“Okay, you draw up a surveillance roster for the next twenty-four hours and be prepared to pull people off it if I get the call from Perrive, or whatever his real name is.”
“Okay, Sarge.”
Skirata finally allowed himself a little satisfied grin, which put Etain more in mind of a gdan than ever. He gave both Boss and Niner ferocious pats on the back; Boss flinched while Niner turned and smiled, pleased with life. “Nice job. You two go and get something to eat.”
Etain fought an urge to walk across to Skirata and hug him. She had finally worked out what was happening. Omega—and Ordo—were clearly used to genuine affection from him: they touched all the time, from roughhousing and crushing hugs to hair ruffling. Delta didn't. They were uncomfortable with it. Whatever relationship they had with Vau was much more distant, more competitive, more a desperate quest for his approval. Skirata played the good father even now, dispensing treats, unashamedly pleased and proud of everything his boys achieved. Vau looked as if he played the master, and being judged good enough was rare.
It made her wonder more than ever about Atin. She would have seized the moment and taken him aside to ask, because it troubled her, but she was interrupted by the return of Fi and Sev. Fi strode up to Atin and grabbed the datapad from his hand.
“A strange blue woman with no taste in men wants to see you,” he said. “Go on. Laseema's complaining you haven't said hello to her today.”
Fi had a knack for teetering on the edge of offense. He also did a very good job of pretending that Atin's good fortune with Laseema didn't bother him one bit. The aching little void at the core of him, so plainly detectable in the Force, said otherwise.
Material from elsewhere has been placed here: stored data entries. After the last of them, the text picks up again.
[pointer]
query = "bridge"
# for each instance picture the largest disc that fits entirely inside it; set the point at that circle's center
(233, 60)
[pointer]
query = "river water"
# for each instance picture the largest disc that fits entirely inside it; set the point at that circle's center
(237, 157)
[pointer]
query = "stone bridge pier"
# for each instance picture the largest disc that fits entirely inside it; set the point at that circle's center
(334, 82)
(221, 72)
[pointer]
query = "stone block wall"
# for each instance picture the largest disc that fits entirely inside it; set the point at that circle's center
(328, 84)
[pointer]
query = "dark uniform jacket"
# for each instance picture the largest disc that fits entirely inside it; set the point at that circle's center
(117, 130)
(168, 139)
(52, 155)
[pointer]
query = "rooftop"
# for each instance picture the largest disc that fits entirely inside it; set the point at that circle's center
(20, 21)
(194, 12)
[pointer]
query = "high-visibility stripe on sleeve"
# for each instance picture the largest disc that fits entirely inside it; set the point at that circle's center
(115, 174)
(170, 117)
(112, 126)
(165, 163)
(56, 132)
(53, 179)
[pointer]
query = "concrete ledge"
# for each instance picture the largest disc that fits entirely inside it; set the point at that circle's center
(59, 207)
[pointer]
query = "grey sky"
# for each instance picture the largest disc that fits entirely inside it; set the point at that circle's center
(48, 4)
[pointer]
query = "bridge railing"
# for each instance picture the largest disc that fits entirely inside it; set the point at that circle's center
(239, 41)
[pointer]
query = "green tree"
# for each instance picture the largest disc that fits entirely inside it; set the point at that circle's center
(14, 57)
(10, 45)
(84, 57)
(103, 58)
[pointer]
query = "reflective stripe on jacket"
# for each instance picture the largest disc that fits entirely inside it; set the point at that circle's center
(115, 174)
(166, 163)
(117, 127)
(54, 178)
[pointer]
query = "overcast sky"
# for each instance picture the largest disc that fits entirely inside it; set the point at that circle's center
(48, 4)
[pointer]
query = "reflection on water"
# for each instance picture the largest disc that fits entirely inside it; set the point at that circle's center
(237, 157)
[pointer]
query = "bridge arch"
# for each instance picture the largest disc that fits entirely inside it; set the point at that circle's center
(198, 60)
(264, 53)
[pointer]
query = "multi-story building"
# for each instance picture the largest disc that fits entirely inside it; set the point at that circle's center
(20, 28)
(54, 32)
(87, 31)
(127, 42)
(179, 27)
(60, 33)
Jusik caught Etain's eye: he spotted it, too. Then he looked past her toward the doors, and she felt something as well—anxiety and distress, very clearly emanating from a presence that could only be Ordo.
He strode into the room and began unfastening his armor, jaw clenched. Skirata just waited.
“So, did you have a good day at the office, dear?” said Fi.
“She's not dead,” Ordo said. “Vinna Jiss is not dead.”
“Start again, son,” Skirata said.
“A woman my supervisor identified as Vinna Jiss walked back into the logistics center at sixteen-fifteen today.” He stacked the plates and sat down on the edge of a chair, completely calm except for the telltale gesture of one fist clenched on his knee. He looked up at Vau. “And it was her, or at least she looked the image of the woman Jusik picked up. In one piece. Are you sure you killed her?”
Vau raised an eyebrow. “Oddly enough, yes. Humans don't bounce. I would have spotted that, I think.”
“Then who was that at work today?”
“You couldn't be mistaken?”
Ordo didn't even blink. “I remember everything I see in complete detail. I have eidetic memory. What I saw was the identical image of the woman we detained and who you took for interrogation. Of that much I am absolutely certain.”
“Fierfek,” Skirata said. “Options?”
“One, she's a twin or a clone.” Ordo counted off on his fingers. “Two, she's some kind of droid designed to mimic her. Three? A Clawdite. Shapeshifting is a useful skill for a terror group to recruit. But why would they want to mimic a dead colleague?”
“How about that supervisor?”
“I've logged her going into the 'freshers and searching lockers, but now I have no idea if she's working alone or with this Jiss woman. She was genuinely angry when she saw her, though.”
“Because the other Jiss fouled up, maybe.”
“We need to do some surveillance on this resurrected Jiss. She's supposed to be on the evening shift, so I'm going back to the center just before midnight and I'll follow her when she leaves.”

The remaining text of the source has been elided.